21% Golden Momen

162 15 3
                                    

Hari itu langit mulai berubah menjadi gelap, jarum jam sudah melewati pukul dua belas malam. Artinya ini sudah berganti hari. Tapi Agam enggan memukul bokong para manusia itu dengan selang ijo legend andalannya. Justru diam-diam ia mengintip dari pintu. Melihat para adiknya itu tengah bernyanyi-nyayi ria. Ia hanya tidak ingin mengusik kesenangan mereka untuk malam ini.

Agam yakin kalau mereka merasa dingin, tapi Agam juga yakin kalau mereka tidak pernah merasakan kedinginan. Mereka akan merasakan hangat tanpa api. Bahkan tak pernah merasa sepi walau tengah sendiri. Segala bentukan tawa itu adalah lagu paling indah yang pernah Agam dengar.
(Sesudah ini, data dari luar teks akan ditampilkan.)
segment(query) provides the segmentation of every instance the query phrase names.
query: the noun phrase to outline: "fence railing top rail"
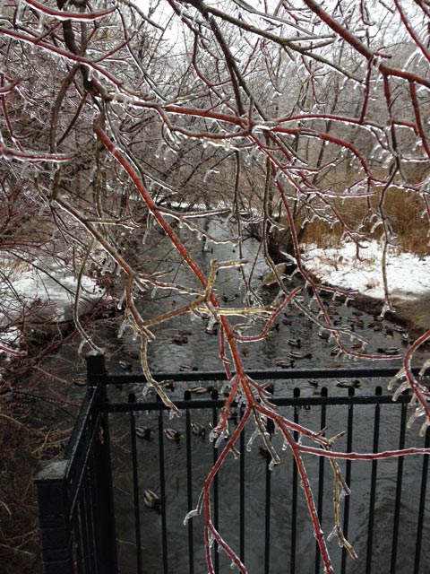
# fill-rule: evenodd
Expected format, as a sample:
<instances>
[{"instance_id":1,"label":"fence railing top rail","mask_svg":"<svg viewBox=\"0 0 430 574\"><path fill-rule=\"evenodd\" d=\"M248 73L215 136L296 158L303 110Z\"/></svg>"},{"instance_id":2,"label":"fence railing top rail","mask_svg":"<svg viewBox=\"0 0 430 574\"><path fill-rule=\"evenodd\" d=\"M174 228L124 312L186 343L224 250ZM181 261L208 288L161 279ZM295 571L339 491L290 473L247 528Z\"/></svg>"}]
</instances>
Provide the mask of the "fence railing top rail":
<instances>
[{"instance_id":1,"label":"fence railing top rail","mask_svg":"<svg viewBox=\"0 0 430 574\"><path fill-rule=\"evenodd\" d=\"M394 377L400 369L400 365L391 367L360 368L354 367L343 369L277 369L277 370L251 370L246 374L254 380L285 379L296 380L301 378L387 378ZM415 376L418 375L419 369L413 369ZM227 380L224 371L180 371L152 373L155 380L173 380L174 382L197 382L197 381L221 381ZM234 377L234 374L233 374ZM147 379L142 372L105 372L91 376L91 382L97 384L103 381L106 385L126 385L146 383Z\"/></svg>"}]
</instances>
Tak peduli ada berapa banyak kisah kelam dibalik gelakan itu.

Kini mereka duduk melingkar dengan dipan sebagai panggung konser dadakan yang diselenggaraakan oleh Hema dan teman-temannya itu. Dengan perlahan Afsel memetik senar gitar itu, menciptakan atmosfir damai dan teduh pada malam dingin itu, “Bun hidup berjalan seperti…”

“Di Dufan.”

Coba tebak siapa manusia tanpa dosa itu? Yap! Itu Lintang.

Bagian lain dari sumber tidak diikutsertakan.